Texas law defines an arraignment as a person’s first appearance before a judge after an arrest. This is the first step in the criminal prosecution of a person charged with a crime. Most people are aware of everyone’s right to a speedy trial, but most don’t realize that people also have the right to a speedy arraignment. The U.S. Supreme Court decided in Mallory v. United States (1957) that an arraignment must happen as quickly as possible.

When Does the Arraignment Process Start?

In most criminal cases, this usually means that a person should be arraigned within 48 hours of their arrest. This time is usually extended if the arrest occurs on a weekend or a holiday. Some suspects may not face arraignment for weeks if they’ve already posted bail and been released.
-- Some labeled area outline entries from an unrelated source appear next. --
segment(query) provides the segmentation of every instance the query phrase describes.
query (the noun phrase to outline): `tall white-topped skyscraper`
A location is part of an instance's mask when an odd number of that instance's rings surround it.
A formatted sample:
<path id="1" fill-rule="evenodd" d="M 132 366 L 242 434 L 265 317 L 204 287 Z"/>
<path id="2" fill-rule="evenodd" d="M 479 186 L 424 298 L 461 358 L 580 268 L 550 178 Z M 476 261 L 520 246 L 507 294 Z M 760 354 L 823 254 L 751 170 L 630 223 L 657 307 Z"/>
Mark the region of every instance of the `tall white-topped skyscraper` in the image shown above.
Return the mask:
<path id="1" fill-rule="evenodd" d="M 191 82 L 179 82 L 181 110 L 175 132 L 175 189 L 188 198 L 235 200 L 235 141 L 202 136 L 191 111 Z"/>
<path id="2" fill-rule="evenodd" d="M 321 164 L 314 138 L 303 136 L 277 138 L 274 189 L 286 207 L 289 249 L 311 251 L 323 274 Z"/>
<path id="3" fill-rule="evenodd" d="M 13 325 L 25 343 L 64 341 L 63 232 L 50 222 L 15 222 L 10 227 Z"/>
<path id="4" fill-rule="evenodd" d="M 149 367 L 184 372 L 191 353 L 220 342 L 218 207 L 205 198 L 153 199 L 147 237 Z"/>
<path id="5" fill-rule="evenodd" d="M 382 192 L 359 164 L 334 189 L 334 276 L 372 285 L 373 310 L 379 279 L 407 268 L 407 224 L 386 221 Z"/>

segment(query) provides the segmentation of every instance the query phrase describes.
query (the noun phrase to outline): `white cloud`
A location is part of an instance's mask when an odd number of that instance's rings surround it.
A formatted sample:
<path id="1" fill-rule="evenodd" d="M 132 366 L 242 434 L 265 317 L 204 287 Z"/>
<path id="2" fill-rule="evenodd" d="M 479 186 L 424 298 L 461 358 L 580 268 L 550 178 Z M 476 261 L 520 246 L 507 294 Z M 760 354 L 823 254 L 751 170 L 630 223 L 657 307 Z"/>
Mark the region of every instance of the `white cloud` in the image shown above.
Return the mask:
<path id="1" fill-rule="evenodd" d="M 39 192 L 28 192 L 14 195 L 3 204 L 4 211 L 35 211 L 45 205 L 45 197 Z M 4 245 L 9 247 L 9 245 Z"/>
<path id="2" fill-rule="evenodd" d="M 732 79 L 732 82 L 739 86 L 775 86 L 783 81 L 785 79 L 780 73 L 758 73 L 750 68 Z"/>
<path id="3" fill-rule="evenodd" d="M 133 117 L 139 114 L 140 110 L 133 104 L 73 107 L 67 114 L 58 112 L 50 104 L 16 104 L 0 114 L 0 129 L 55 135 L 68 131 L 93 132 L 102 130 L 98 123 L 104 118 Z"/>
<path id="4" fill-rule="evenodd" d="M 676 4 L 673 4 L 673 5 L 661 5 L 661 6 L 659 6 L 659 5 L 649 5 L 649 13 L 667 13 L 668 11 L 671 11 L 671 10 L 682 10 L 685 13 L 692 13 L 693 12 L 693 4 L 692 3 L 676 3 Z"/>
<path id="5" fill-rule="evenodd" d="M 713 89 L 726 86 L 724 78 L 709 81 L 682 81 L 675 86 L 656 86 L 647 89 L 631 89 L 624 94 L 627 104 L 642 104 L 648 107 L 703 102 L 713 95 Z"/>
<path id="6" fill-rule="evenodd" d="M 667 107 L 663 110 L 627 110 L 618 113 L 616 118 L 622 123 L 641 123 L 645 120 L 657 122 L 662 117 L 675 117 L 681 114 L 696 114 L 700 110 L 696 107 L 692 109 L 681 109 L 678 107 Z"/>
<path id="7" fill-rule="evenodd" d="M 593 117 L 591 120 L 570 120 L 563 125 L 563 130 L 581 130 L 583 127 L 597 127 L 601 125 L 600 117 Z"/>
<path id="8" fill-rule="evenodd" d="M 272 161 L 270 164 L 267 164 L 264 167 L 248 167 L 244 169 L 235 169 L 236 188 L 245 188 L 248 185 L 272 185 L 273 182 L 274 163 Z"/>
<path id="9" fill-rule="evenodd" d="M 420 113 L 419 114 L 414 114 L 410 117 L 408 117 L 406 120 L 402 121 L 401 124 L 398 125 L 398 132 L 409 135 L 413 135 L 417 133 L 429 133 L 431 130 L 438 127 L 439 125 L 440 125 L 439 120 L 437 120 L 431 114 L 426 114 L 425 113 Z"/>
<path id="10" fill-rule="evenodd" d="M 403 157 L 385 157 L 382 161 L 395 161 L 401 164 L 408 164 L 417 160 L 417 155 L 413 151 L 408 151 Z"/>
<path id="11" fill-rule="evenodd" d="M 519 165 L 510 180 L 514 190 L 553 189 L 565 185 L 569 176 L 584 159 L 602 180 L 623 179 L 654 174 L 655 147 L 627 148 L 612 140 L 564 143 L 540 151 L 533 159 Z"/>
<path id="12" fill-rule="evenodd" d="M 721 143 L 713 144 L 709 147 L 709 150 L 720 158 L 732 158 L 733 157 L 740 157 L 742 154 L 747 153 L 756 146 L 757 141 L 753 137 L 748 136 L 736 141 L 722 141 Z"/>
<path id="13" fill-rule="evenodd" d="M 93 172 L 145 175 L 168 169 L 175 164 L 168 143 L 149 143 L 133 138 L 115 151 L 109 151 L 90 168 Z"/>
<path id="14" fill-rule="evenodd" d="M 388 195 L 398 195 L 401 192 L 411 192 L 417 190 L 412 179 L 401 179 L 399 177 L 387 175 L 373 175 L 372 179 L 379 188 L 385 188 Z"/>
When attorneys get involved, they may delay an arraignment or possibly even ask for it to be held immediately. Both of these actions are usually part of their defense strategy.

The Steps of the Arraignment Procedure

The legal arraignment is usually a feverish event that takes place in a courtroom filled with other defendants, one judge, a prosecutor, members of the public, the defendant and the defendant’s attorney. No jury is present during this appearance. It’s important for a person to understand everything that is going on, and it’s not unheard of for an individual to simply ask the judge to explain something that doesn’t totally make sense to them.

In most legal arraignments, a very specific procedure takes place. The defendant is first notified, in writing, of the charges that they’re facing. They then have the option to make their plea, and this is usually a good time to say “not guilty.” A defendant, at this point, could request their arraignment be held after they get an attorney, or in the case that the accused is indigent, the court will provide an attorney.

At this point, the judge will reconsider the bail status of the accused. This can be raised or lowered if the judge sees fit. The judge will also set dates to hear pretrial motions and other hearings related to the case. There are some cases in which the attorney of the accused could actually handle the arraignment without their client being there. The attorney isn’t often able to enter a plea on behalf of their client except in special circumstances, and the judge will want to ensure that the defendant is fully aware of the charges and penalties that they face before this occurs.

Representing Oneself in Arraignment Court

Many people wonder if they can represent themselves at arraignment, and while they’re allowed to, it’s usually not a good move. Prosecutors and law enforcement can make critical errors that can lead to a charge being dismissed. Defense attorneys know how to look for these mistakes, but the typical person will likely miss them. Additionally, most people are in jail up until their arraignment, and this leaves zero time to gather any evidence for a case.